I approached it by drawing the right triangle, and then drawing $c^2$ as a square. I then split the square into fourths, and showed that the right triangle was a fourth of $c^2$. Is this how I approach the question?

Answer 1

A pure Euclidean Geometry approach:

Name the triangle $ABC$ with $AB$ the hypotenuse. Let $D$ be the midpoint of $AB$ and $E$ the foot of altitude $CE$.

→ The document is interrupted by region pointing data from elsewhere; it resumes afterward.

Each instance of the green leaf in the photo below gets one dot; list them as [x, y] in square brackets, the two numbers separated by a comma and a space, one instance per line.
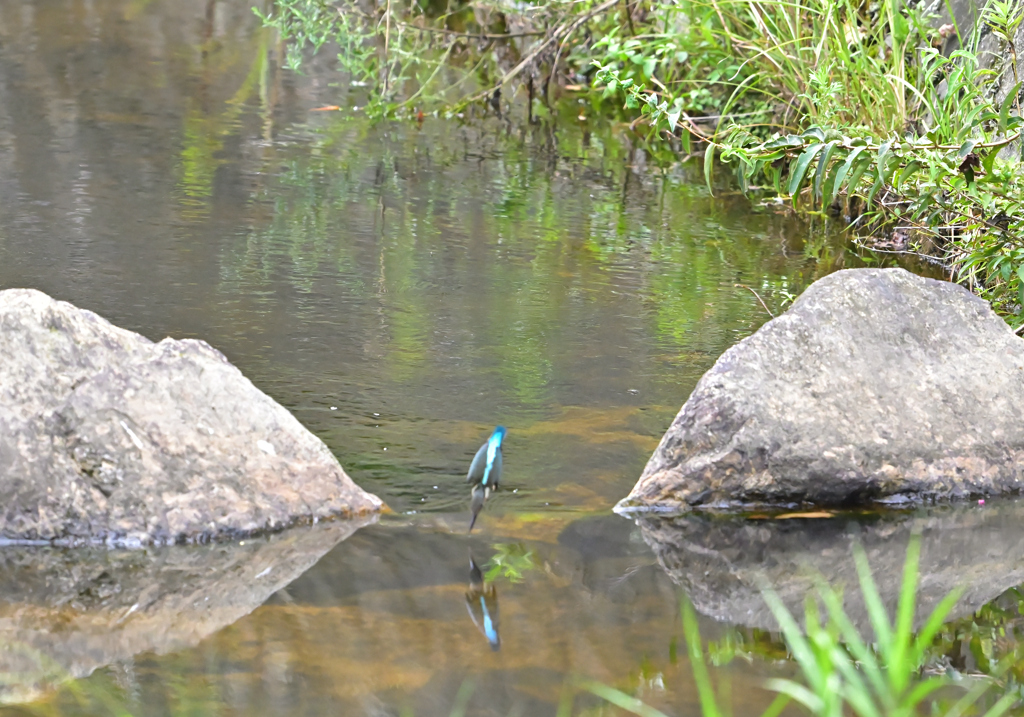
[819, 176]
[967, 148]
[800, 168]
[861, 166]
[1007, 104]
[844, 170]
[814, 133]
[909, 169]
[709, 166]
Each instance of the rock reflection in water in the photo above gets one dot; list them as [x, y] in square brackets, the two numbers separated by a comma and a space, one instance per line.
[722, 561]
[67, 613]
[481, 601]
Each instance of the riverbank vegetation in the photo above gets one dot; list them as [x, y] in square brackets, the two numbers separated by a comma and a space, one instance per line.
[837, 107]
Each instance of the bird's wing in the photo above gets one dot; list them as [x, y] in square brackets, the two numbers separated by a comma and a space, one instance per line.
[475, 473]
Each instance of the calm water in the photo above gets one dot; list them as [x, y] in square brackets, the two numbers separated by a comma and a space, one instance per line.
[401, 288]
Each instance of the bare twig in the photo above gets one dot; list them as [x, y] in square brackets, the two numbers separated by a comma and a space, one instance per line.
[561, 32]
[743, 286]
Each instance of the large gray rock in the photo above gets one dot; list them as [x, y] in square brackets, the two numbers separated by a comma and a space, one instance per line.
[877, 384]
[724, 562]
[66, 613]
[105, 436]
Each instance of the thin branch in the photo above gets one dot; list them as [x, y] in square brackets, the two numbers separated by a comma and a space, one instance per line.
[560, 32]
[481, 36]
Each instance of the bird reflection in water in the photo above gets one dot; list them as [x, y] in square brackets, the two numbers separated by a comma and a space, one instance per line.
[481, 600]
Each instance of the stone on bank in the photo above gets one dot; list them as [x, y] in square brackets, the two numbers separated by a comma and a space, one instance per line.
[876, 385]
[109, 437]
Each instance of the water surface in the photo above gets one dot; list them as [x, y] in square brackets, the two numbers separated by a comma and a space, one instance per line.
[401, 288]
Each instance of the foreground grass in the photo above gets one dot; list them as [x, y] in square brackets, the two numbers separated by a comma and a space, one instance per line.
[842, 670]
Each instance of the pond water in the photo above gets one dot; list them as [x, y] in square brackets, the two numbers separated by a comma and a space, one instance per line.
[401, 288]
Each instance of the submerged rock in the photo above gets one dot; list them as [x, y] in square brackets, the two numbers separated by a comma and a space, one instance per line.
[877, 384]
[66, 613]
[107, 436]
[723, 561]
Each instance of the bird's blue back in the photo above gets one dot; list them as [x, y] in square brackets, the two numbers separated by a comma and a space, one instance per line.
[486, 466]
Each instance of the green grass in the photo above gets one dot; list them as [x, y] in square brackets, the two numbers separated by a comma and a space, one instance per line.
[843, 671]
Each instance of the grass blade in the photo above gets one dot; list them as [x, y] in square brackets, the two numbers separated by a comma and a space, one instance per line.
[623, 701]
[706, 691]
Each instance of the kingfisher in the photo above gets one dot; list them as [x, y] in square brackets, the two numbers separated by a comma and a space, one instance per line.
[485, 472]
[481, 601]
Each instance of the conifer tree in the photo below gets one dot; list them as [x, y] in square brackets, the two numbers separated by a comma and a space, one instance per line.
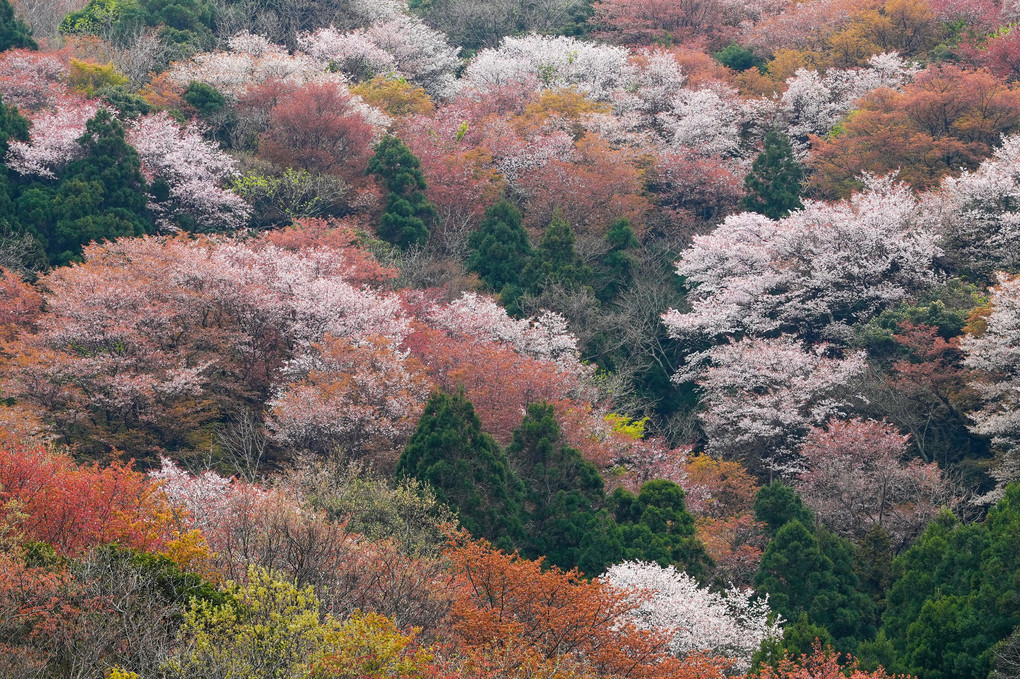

Now it's well known that $CD=\frac{1}{2}AB.$ Also $CE\le CD$ since $CE$ is the shortest distance from $C$ to $AB.$ So $$\text{Area of }\triangle ABC=\frac12\cdot AB\cdot CE\le \frac12\cdot AB\cdot CD=\frac12\cdot AB\frac12 AB=\frac14\cdot AB^2=\frac14c^2.$$

That's what we had to prove. $\blacksquare$

Answer 2

Geometrically, four replica of the triangle are less than the square. This suggest the following proof:

Denoting $a$ and $b$ (with $a\le b$) the sides of the triangle. The side of the inner square is $b-a$, then the total area of the large square is $$(b-a)^2+4\times\frac{ab}{2}=a^2+b^2$$ which is an obvious identity. Then, with $a^2+b^2=c^2$, $$\frac{ab}{2}=\frac{1}{4}\left[c^2-(b-a)^2\right]\le \frac{c^2}{4}$$

Answer 3

Using Sine Law, $$\dfrac a{\sin A}=\dfrac b{\sin B}=\dfrac c{\sin90^\circ}$$

$\implies a=c\sin A$ and $b=c\sin B=c\sin(90^\circ-A)=c\cos A$

So, the area $$\dfrac12(c\sin A)(c\cos A)=\dfrac{c^2\sin2A}4$$

Answer 4

$$c^2=a^2+b^2$$

Now area $=\dfrac12ab\sin90^\circ$

Again $(a-b)^2\ge0\iff2ab\le a^2+b^2=c^2$